The hemorrhagic fever has killed more than 1,500 people and infected over 3,000 in Guinea, Sierra Leone, Liberia, Nigeria and Senegal since March and there is currently no widely available vaccine or cure but early treatment can save lives.
World Health Organisation (WHO) spokesman Francis Kasolo said Liberia was the worst hit country in west Africa, with nearly 700 deaths among about 1,500 cases, and increasing the number of beds in coming weeks would ease the pressure in the country’s congested hospitals.
Ebola, which is passed between humans by contact with infected tissues and fluids, has put severe strain on west African health systems, which were already weak due to poverty, corruption and years of civil war.
“The idea is to create five different treatment centers that can accommodate up to 100 beds each. The centers will be based in regions that show the most need but Monrovia will have its fair share,” Kasolo, coordinator of the WHO Sub-regional Ebola outbreak coordination center, told the Thomson Reuters Foundation.
Liberia’s Minister of Information, Lewis Brown, confirmed plans to boost the number of beds. He was unable to say how many beds Liberia had currently for Ebola patients.
According to government figures, Liberia has around one hospital bed per 1,250 people and just one nurse or midwife per 3,300 people, amongst the lowest in the world.
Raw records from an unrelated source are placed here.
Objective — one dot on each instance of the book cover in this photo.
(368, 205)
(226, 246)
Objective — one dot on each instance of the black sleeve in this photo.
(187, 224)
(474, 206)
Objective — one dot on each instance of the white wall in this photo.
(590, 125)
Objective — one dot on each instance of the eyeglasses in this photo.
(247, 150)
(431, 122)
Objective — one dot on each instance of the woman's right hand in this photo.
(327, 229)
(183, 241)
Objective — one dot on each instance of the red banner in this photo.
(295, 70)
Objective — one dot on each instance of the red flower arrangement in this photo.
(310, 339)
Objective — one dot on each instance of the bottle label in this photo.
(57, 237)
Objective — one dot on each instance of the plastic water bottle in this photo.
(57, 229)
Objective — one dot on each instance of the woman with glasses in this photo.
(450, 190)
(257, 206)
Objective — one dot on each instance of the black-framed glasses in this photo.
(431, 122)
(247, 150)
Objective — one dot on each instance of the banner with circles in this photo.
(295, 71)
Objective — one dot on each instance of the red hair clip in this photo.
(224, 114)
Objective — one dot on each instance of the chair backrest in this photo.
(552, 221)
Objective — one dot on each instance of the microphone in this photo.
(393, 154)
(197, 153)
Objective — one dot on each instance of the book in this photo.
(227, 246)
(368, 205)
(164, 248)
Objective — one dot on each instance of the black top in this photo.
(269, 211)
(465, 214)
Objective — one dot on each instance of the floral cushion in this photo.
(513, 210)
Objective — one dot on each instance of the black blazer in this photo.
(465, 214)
In contrast, the United Kingdom has one nurse or midwife for every 100 people.
The Liberia government has been criticized for a relatively slow response to the outbreak and a lack of access of basic equipment needed by medical staff and authorities are facing an uphill battle to contain the virus.
Earlier in the outbreak, the overcrowded Elwa Hospital in Liberia’s capital, Monrovia, turned away some Ebola cases, a scenario exacerbated by the withdrawal of some international staff following the infection of two U.S. health workers.
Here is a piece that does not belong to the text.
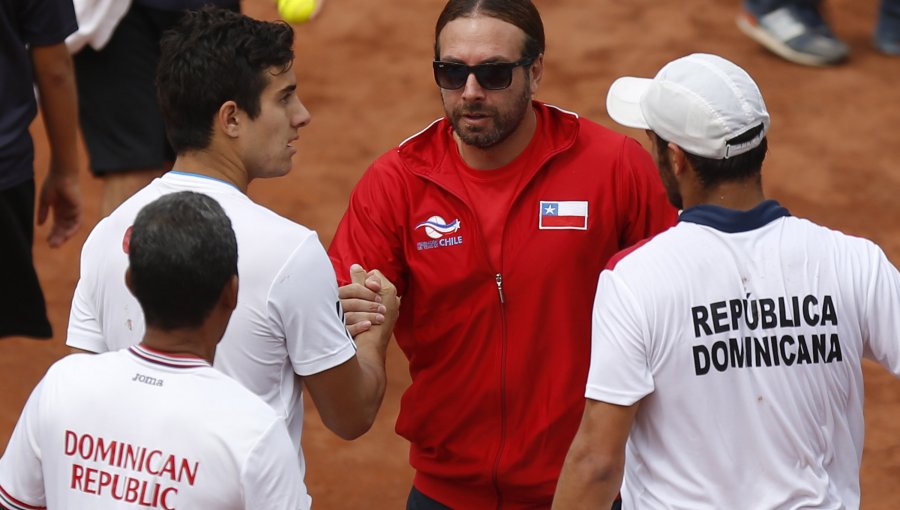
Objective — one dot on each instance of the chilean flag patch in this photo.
(557, 215)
Jorge Castilla-Echenique, health sector coordinator for the European Commission’s humanitarian arm ECHO, said more beds were critical in Liberia but there was also problems finding staff to run the treatment centers.
“Nobody knows if it will work, but if you don’t build the centers, then it is much more difficult to attract staff,” said Castilla-Echenique.
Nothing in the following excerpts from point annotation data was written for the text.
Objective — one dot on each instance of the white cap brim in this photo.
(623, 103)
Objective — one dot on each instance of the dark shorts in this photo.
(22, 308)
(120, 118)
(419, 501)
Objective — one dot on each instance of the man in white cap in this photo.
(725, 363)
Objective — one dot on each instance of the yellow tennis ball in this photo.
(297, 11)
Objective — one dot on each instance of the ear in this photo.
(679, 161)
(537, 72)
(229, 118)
He said Ebola had become a question of international security and the WHO was discussing contingency plans in case the new treatment centers failed to control the spread of the disease, including military intervention by foreign forces.
Castilla-Echenique said there was also discussions about building a 1,000 bed “holding” center, which would require less medical skills and expertise than a treatment center, and could help isolate people while they awaited test results.
Kasolo declined to comment on the possibility of foreign intervention or plans for a holding center but said a “number of models” were being discussed for future action.